We all have something to tell those we have lost . . .
When Yui loses her mother and daughter in the tsunami, she wonders how she will ever carry on. Yet, in the face of this unthinkable loss, life must somehow continue.
Then one day she hears about a man who has an old disused telephone box in his garden. There, those who have lost loved ones find the strength to speak to them and begin to come to terms with their grief. As news of the phone box spreads, people will travel there from miles around.
Soon Yui will make her own pilgrimage to the phone box, too. But once there she cannot bring herself to speak into the receiver. Then she finds Takeshi, a bereaved husband whose own daughter has stopped talking in the wake of their loss.
What happens next will warm your heart, even when it feels as though it is breaking.

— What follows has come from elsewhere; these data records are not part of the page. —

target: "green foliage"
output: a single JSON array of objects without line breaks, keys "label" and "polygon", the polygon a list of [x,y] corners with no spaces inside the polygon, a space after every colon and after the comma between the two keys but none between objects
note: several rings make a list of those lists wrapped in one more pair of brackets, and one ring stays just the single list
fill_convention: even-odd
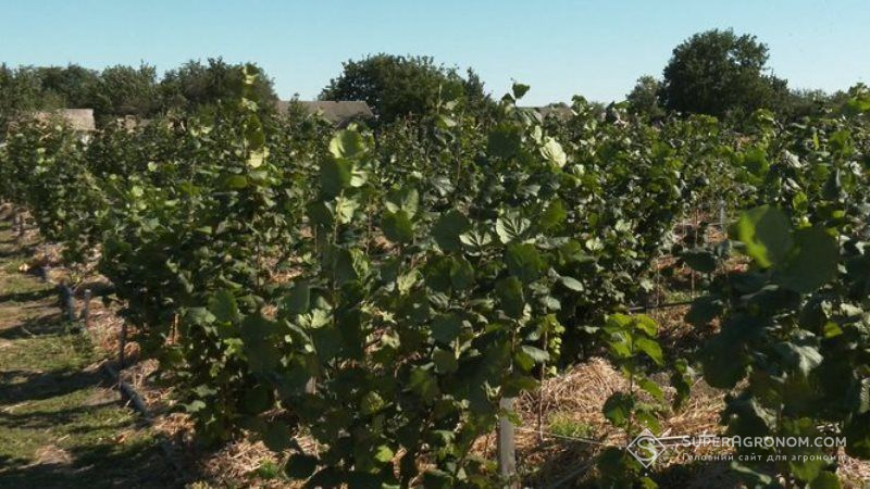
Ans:
[{"label": "green foliage", "polygon": [[785,82],[765,73],[768,48],[733,30],[695,34],[674,48],[663,72],[662,101],[669,111],[745,115],[773,109]]},{"label": "green foliage", "polygon": [[480,77],[469,71],[463,78],[456,70],[435,64],[427,57],[375,54],[344,63],[321,100],[364,100],[383,123],[406,115],[428,114],[440,100],[461,95],[473,111],[486,109],[488,97]]},{"label": "green foliage", "polygon": [[[70,260],[100,251],[207,440],[247,430],[312,487],[490,487],[472,446],[499,399],[601,346],[631,385],[606,417],[656,430],[658,376],[680,409],[694,364],[670,358],[650,318],[614,311],[645,297],[654,260],[672,253],[704,276],[687,321],[712,333],[694,359],[705,378],[735,389],[729,429],[830,426],[870,456],[860,89],[850,115],[785,129],[761,111],[741,135],[580,98],[570,120],[540,120],[518,110],[521,84],[490,122],[442,90],[420,117],[334,133],[265,117],[261,77],[234,73],[240,85],[216,84],[221,102],[196,115],[89,141],[26,123],[0,149],[2,197]],[[676,221],[721,192],[757,206],[731,240],[674,242]],[[725,266],[734,251],[746,269]],[[652,484],[625,452],[598,461],[607,486]],[[775,469],[832,484],[818,464]]]}]

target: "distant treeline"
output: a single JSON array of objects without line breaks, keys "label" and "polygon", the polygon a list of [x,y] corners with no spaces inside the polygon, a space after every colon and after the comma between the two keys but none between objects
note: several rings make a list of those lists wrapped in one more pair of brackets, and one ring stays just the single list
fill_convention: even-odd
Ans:
[{"label": "distant treeline", "polygon": [[[771,73],[768,59],[767,45],[755,36],[731,29],[696,34],[674,48],[661,77],[641,77],[620,103],[650,120],[700,113],[739,123],[757,109],[768,109],[782,120],[818,115],[847,97],[844,91],[790,88],[787,80]],[[0,64],[0,133],[13,117],[37,110],[94,109],[97,124],[102,125],[127,115],[184,113],[237,100],[241,67],[220,58],[189,61],[159,78],[148,64],[102,71],[76,64]],[[428,57],[381,53],[344,63],[320,99],[364,100],[384,123],[424,114],[457,93],[469,111],[486,113],[495,106],[473,70],[461,73]],[[265,110],[277,100],[269,76],[258,78],[256,96]]]}]

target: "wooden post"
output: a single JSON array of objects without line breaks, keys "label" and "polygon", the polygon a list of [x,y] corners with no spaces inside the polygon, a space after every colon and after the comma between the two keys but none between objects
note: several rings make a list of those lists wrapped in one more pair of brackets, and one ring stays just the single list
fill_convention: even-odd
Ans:
[{"label": "wooden post", "polygon": [[85,329],[90,327],[90,289],[85,289],[85,294],[82,298],[84,304],[82,305],[82,315],[78,318],[85,324]]},{"label": "wooden post", "polygon": [[124,352],[124,350],[126,350],[126,347],[127,347],[127,322],[126,321],[121,323],[121,338],[120,339],[121,339],[121,341],[120,341],[121,349],[117,352],[117,369],[119,371],[123,371],[124,369],[124,364],[127,362],[126,353]]},{"label": "wooden post", "polygon": [[[513,398],[501,398],[498,409],[505,413],[513,412]],[[502,479],[509,480],[506,489],[517,486],[517,440],[514,439],[513,423],[506,414],[498,416],[498,474]]]},{"label": "wooden post", "polygon": [[18,212],[18,240],[24,239],[24,213]]},{"label": "wooden post", "polygon": [[65,310],[66,321],[75,323],[75,297],[69,285],[61,285],[61,308]]}]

I was intrigued by the idea of this book and wondered if it would live up to the hype. I’m pleased to say it did, and then exceeded the hype. This is a book which took me on a roller coaster of emotions – the description of the loss of Yui’s daughter and mother was heartbreaking. I also realised that I hadn’t really been aware of how devastating the tsunami in Japan in 2011 had been – whole communities destroyed and the hearts of the survivors shattered.
This book follows Yui as she tries to move forward after her loss, meeting other people at the Phone Box who have also lost loved ones and want to find closure. The writing (and translation) is exquisite – some chapters pick up on a single detail from a previous chapter and explain more fully about an item. I also appreciated the Glossary at the end of the book – my knowledge of Japanese culture and phrases was extremely limited. The story evolves over a number of years as Yui and the other visitors to the Phone Box work through their grief.
Initially this was going to be a four star read – however the book made me think deeply about my own recent experience with grief. I lost my brother to depression when he decided he didn’t want to live any longer. As I read and talked about the book, I found myself wondering what I would have said to him if I could have made the pilgrimage to the Phone Box. I know that I have so many things I wish I could say to him and that is why this book became a five star read – it helped me examine my own grief.
About the Author
Laura Imai Messina has been living in Japan for the last 15 years and works between Tokyo and Kamakura, where she lives with her Japanese husband and two children. She took a Masters in Literature at the International Christian University of Tokyo and a PhD in Comparative Literature at the Tokyo University of Foreign Studies. The Phone Box at the Edge of the World has been sold in over 21 territories.
Lucy Rand is a teacher, editor and translator from Norfolk, UK. She has been living in the countryside of Oita in south-west Japan for three years.